MEXICO CITY -- Authorities are poised to get tough on littering in Mexico. A new tax on chewing gum manufacturers was recently proposed by the Institutional Revolutionary Party, which is set to come into power following recent elections.
The PRI has proposed a 50% tax on chewing gum to aid in the cleanup of discarded gum. PRI deputy Juan Manuel Diez Francos told El Universal, a local paper, "It's shameful and upsetting to see so much chewing gum stuck to benches and streets."
Diez says the government spends an average of 2 pesos and 50¢ on every piece of gum it removes from public areas.

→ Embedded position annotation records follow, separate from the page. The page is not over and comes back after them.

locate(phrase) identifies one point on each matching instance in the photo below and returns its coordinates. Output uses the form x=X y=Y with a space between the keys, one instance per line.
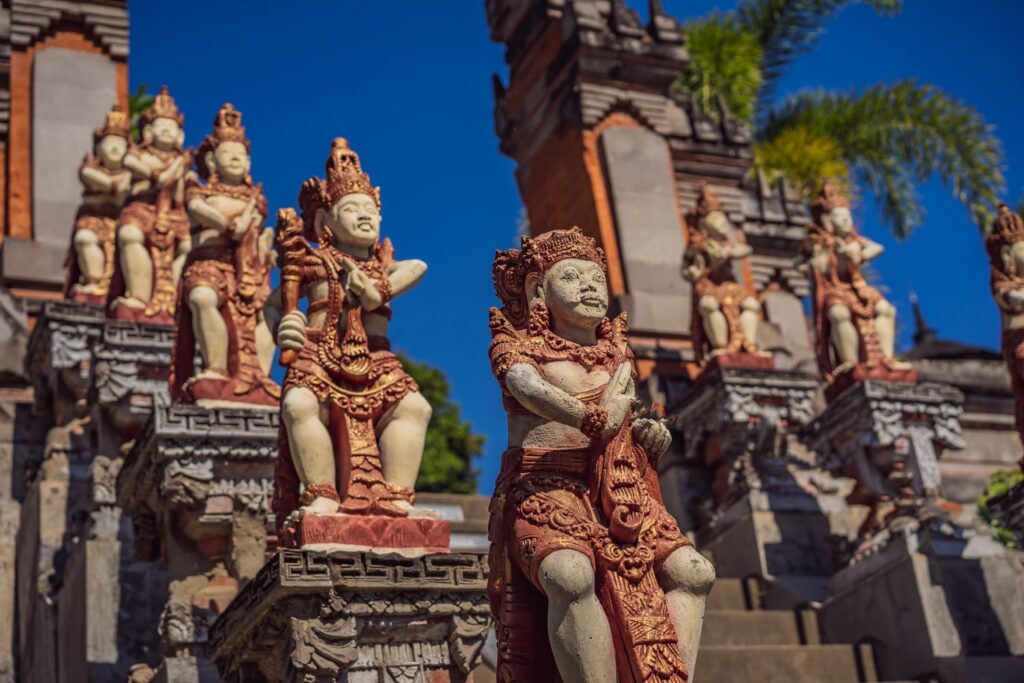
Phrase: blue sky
x=409 y=83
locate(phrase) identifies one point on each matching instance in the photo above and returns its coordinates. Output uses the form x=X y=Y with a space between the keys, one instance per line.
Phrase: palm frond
x=786 y=29
x=725 y=60
x=896 y=136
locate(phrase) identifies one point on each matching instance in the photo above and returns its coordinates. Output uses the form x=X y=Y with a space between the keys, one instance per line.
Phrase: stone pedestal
x=774 y=510
x=197 y=484
x=925 y=600
x=888 y=436
x=355 y=616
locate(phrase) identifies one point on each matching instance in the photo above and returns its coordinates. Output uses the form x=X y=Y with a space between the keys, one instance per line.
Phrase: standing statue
x=153 y=230
x=1006 y=254
x=591 y=579
x=107 y=183
x=226 y=278
x=354 y=421
x=725 y=315
x=855 y=326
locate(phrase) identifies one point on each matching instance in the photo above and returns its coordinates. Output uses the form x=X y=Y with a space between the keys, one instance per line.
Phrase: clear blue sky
x=409 y=83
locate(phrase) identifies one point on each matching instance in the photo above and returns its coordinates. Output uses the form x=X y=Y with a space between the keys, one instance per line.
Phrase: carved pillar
x=197 y=484
x=355 y=616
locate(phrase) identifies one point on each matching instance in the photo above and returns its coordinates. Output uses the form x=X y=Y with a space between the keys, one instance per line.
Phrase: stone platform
x=357 y=616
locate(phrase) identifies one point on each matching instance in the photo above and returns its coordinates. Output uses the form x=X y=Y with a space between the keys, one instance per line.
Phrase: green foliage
x=451 y=445
x=1000 y=482
x=724 y=62
x=894 y=136
x=138 y=101
x=889 y=138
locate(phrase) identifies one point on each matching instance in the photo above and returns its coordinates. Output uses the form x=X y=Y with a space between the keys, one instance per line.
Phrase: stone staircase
x=743 y=642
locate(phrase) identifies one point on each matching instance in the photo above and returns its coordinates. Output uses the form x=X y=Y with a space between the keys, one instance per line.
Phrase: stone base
x=356 y=616
x=859 y=373
x=408 y=536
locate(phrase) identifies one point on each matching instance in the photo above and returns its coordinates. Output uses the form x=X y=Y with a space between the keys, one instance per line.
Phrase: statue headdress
x=164 y=107
x=226 y=128
x=344 y=176
x=116 y=123
x=537 y=255
x=829 y=198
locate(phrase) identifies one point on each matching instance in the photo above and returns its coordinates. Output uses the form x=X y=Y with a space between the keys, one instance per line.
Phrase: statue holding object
x=725 y=314
x=105 y=184
x=226 y=278
x=153 y=229
x=591 y=579
x=353 y=421
x=855 y=326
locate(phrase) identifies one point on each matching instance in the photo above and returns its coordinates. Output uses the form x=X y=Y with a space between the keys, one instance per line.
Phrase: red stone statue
x=591 y=579
x=226 y=278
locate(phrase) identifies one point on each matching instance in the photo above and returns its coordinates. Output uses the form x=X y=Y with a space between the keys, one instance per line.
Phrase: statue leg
x=135 y=263
x=208 y=324
x=716 y=329
x=90 y=257
x=264 y=345
x=885 y=325
x=400 y=437
x=578 y=627
x=309 y=442
x=686 y=578
x=750 y=316
x=844 y=335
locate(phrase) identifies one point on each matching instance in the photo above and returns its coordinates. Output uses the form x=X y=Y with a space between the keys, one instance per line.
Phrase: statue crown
x=164 y=107
x=117 y=123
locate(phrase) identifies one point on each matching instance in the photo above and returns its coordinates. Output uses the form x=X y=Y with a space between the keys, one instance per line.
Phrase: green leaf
x=894 y=137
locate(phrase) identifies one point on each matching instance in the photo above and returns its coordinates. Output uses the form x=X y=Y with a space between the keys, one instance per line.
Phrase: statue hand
x=292 y=331
x=652 y=436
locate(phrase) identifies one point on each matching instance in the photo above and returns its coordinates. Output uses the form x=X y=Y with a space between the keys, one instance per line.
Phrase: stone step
x=729 y=594
x=793 y=664
x=741 y=627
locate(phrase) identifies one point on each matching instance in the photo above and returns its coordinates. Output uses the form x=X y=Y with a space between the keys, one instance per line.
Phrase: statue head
x=162 y=123
x=562 y=271
x=345 y=204
x=223 y=156
x=709 y=215
x=832 y=210
x=111 y=141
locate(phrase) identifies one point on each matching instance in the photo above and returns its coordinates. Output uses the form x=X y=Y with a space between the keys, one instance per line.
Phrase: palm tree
x=887 y=138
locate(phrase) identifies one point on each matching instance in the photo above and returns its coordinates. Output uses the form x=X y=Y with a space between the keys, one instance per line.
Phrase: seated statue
x=105 y=182
x=153 y=229
x=591 y=579
x=855 y=325
x=725 y=314
x=354 y=421
x=1006 y=253
x=226 y=278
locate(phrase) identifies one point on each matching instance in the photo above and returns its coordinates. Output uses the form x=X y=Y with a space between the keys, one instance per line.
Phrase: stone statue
x=725 y=313
x=355 y=422
x=107 y=183
x=590 y=575
x=1006 y=254
x=855 y=326
x=226 y=278
x=153 y=230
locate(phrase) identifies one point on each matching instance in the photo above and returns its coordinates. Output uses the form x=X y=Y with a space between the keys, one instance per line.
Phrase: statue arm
x=206 y=215
x=543 y=398
x=403 y=275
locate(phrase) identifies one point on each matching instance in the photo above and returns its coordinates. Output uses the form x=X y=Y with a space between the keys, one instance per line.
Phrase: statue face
x=166 y=132
x=354 y=220
x=231 y=161
x=841 y=219
x=577 y=293
x=717 y=224
x=111 y=151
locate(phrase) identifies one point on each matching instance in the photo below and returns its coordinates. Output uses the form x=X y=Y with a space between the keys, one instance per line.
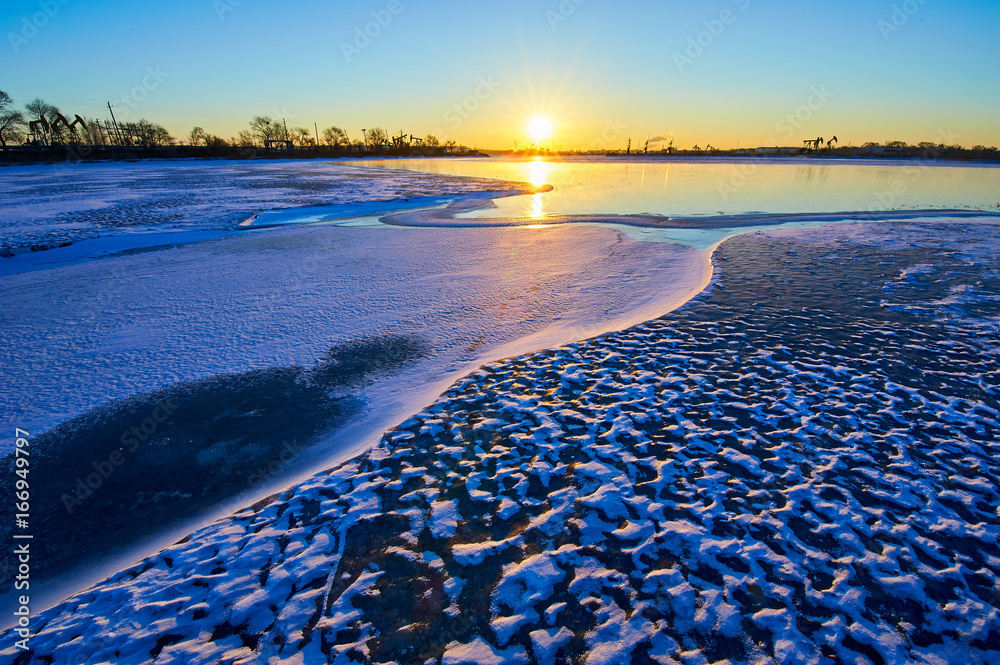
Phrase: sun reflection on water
x=538 y=175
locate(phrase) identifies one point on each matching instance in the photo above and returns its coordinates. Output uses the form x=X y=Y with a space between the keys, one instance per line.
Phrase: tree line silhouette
x=41 y=124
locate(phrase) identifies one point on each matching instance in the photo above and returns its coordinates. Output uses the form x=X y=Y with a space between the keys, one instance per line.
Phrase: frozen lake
x=710 y=187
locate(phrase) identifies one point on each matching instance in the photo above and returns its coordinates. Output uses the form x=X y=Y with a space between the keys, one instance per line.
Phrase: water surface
x=597 y=185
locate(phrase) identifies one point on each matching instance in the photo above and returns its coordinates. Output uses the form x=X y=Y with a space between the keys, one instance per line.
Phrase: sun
x=539 y=128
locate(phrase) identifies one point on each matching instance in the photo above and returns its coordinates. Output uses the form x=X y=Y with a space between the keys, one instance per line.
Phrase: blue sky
x=476 y=72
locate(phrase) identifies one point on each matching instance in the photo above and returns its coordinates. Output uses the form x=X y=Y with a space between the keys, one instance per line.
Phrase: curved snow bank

The cheapest pack of gum, or chicle as it is known in Mexico, costs only 50¢.
Mexico produces 92,000 tons of gum annually, and Mexicans chew an average 2.5 pieces a day. The proposed tax, according to officials, would go a long way toward the cleanup effort.
The gum tax proposal has drawn some sharp disapproval from the world press. With drug violence in the country a continuing problem, which has claimed 60,000 lives, critics see chewing gum litter as a trivial concern.
Mexico is not the only country considering a chewing gum tax as a litter deterrent. Ireland is considering an 11% chewing gum tax, as well. And a ban on the sale of gum in Singapore was enacted in 1992. It's considered illegal in China, too.